Gemeinsame Agrarpolitik

GAP-Planung gerät aus den Fugen

Josef Koch
Josef Koch
am Donnerstag, 18.06.2020 - 08:28

Die Umweltberichterstatter im Europaparlament wollen bis auf weiteres nicht mehr mit den Agrarpolitikern über den GAP-Strategieplan verhandeln.

Josef Koch

Schwere, heftige Gewitter kennzeichnen derzeit die politische Wetterlage in Brüssel. Meist ist nach einem Gewitter die Luft wieder klar und rein. Dies scheint sich so schnell in Brüssel nicht einzustellen. Zu gewaltig kracht es, vor allem zwischen den Fraktionen im Europäischen Parlament und in der Fraktion der Liberalen Renew Europe.

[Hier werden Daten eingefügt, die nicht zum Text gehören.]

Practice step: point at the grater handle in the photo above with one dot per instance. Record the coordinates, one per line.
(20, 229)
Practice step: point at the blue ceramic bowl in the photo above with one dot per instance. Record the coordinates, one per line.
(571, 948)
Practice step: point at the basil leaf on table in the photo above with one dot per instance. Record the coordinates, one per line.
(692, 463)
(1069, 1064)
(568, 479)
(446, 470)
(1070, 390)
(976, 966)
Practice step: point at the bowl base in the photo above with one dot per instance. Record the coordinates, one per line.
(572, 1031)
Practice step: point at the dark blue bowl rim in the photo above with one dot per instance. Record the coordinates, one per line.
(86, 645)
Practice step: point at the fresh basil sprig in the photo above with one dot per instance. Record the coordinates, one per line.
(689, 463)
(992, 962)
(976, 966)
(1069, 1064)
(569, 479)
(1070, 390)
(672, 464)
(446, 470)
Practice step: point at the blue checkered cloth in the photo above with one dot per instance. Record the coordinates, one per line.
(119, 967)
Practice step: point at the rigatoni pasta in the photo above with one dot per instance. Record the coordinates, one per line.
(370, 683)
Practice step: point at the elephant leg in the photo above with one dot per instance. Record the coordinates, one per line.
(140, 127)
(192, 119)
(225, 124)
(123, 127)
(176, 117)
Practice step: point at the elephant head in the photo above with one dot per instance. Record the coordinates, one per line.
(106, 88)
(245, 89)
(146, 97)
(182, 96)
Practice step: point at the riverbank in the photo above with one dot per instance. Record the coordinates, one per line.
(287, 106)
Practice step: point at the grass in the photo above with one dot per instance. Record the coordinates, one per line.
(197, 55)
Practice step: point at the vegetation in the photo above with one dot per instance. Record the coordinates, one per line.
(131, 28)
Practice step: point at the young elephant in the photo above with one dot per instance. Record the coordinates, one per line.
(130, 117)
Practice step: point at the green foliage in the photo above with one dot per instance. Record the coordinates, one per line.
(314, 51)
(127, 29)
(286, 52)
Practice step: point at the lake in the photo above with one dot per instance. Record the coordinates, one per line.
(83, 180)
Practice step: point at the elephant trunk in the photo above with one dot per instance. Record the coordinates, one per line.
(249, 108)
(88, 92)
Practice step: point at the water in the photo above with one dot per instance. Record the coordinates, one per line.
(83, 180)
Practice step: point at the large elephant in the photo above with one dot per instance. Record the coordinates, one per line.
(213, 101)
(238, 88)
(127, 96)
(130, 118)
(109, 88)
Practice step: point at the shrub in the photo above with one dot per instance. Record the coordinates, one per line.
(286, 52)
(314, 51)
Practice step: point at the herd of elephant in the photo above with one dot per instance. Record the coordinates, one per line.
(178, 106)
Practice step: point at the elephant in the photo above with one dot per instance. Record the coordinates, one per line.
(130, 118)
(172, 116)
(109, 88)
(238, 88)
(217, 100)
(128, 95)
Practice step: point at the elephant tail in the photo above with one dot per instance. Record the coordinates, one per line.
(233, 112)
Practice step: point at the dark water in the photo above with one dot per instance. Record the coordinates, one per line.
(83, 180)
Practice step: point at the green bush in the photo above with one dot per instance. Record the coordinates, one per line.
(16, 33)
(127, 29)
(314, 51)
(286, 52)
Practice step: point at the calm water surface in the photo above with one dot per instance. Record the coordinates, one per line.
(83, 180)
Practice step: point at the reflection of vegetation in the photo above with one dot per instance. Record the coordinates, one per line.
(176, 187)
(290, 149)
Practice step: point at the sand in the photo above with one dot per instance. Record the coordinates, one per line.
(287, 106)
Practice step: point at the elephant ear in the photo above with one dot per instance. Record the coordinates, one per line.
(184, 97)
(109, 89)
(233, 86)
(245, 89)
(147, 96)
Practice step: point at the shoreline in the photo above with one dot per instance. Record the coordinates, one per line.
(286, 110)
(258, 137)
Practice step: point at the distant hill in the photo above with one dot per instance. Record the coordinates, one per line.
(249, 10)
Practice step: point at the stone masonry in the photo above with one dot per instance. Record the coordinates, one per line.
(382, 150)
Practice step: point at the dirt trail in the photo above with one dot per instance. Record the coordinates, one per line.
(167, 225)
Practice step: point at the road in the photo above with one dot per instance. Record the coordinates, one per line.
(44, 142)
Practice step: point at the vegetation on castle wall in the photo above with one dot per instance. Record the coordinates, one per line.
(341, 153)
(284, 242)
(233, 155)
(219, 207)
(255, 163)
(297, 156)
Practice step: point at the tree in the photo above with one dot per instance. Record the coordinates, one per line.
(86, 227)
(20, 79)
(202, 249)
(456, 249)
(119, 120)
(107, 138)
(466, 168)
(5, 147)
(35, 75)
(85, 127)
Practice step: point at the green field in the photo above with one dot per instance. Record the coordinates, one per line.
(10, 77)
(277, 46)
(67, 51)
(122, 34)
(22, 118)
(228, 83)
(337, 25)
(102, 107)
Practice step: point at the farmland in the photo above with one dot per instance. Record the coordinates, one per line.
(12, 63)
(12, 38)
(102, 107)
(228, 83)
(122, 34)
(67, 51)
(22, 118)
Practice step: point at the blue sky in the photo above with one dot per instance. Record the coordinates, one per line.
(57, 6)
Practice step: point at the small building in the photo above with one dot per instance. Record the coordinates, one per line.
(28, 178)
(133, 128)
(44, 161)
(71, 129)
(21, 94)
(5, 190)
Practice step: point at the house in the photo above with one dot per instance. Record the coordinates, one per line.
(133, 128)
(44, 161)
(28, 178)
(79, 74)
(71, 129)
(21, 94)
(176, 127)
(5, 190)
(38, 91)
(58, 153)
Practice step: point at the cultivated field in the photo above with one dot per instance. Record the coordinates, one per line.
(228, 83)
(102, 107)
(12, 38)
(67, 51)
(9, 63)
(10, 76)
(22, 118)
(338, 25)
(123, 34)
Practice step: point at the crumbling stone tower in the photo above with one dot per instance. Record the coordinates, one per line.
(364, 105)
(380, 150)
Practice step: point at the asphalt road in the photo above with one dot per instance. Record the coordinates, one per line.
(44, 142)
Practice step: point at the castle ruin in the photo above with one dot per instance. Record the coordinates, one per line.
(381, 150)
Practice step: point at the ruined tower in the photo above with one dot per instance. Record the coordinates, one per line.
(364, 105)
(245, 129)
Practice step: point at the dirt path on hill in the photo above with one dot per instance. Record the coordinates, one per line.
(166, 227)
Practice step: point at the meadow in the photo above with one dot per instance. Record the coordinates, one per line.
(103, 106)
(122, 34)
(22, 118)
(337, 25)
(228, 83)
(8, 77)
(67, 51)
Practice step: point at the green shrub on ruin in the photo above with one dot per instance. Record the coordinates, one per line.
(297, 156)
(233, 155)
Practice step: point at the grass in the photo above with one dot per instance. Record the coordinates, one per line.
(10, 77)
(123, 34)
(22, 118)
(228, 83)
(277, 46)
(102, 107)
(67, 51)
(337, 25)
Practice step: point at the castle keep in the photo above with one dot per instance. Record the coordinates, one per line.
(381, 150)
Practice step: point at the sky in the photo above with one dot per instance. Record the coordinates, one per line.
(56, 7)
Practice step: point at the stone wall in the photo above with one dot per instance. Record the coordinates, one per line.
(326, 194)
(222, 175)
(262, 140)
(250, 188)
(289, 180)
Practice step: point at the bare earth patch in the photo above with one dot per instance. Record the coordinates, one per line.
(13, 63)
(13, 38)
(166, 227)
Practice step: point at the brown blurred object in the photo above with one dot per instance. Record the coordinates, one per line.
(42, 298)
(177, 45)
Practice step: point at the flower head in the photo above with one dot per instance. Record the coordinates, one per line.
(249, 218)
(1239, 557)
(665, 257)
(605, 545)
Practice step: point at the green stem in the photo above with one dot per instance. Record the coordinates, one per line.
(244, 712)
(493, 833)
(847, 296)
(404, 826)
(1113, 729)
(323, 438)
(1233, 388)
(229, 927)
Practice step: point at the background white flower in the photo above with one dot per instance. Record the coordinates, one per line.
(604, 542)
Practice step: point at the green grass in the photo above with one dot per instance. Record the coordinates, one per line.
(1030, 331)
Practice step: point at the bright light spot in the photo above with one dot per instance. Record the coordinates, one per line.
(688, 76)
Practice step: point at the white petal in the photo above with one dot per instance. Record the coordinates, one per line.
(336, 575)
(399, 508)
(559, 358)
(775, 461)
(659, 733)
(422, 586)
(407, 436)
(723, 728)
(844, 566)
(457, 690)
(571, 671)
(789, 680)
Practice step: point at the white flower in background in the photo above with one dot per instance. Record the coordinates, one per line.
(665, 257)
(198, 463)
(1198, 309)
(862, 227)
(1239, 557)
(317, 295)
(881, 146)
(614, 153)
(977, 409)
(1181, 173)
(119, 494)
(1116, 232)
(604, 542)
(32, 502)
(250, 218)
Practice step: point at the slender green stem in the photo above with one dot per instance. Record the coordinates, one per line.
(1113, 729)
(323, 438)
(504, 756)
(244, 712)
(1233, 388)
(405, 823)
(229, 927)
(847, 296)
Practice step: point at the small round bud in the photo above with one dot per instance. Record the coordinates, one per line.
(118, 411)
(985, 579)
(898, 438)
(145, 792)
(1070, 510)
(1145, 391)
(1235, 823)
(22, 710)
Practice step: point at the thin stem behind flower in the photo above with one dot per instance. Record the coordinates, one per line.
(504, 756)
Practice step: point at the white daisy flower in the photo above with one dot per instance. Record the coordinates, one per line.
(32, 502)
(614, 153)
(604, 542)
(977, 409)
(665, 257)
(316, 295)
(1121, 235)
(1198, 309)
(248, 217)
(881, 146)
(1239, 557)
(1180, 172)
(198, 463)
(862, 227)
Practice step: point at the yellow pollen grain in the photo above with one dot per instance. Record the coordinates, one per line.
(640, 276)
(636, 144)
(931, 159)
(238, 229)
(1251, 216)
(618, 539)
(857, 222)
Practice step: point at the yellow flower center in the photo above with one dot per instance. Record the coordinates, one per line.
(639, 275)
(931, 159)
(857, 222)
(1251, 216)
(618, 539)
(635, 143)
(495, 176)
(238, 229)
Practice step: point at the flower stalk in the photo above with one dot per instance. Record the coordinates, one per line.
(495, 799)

Deren Mitglied, Pascal Canfin, hat hinter dem Rücken vieler Fraktionskollegen, wie der Allgäuerin Ulrike Müller, erreicht, dass die Umweltberichterstatter bis auf weiteres nicht mehr mit den Agrarpolitikern über den GAP-Strategieplan verhandeln. Listig getarnt hatte Canfin als Vorsitzender des EU-Umweltausschusses die Abstimmung unter dem Tagesordnungspunkt Sonstiges. Dabei ist der Strategieplan das Herzstück der Reform.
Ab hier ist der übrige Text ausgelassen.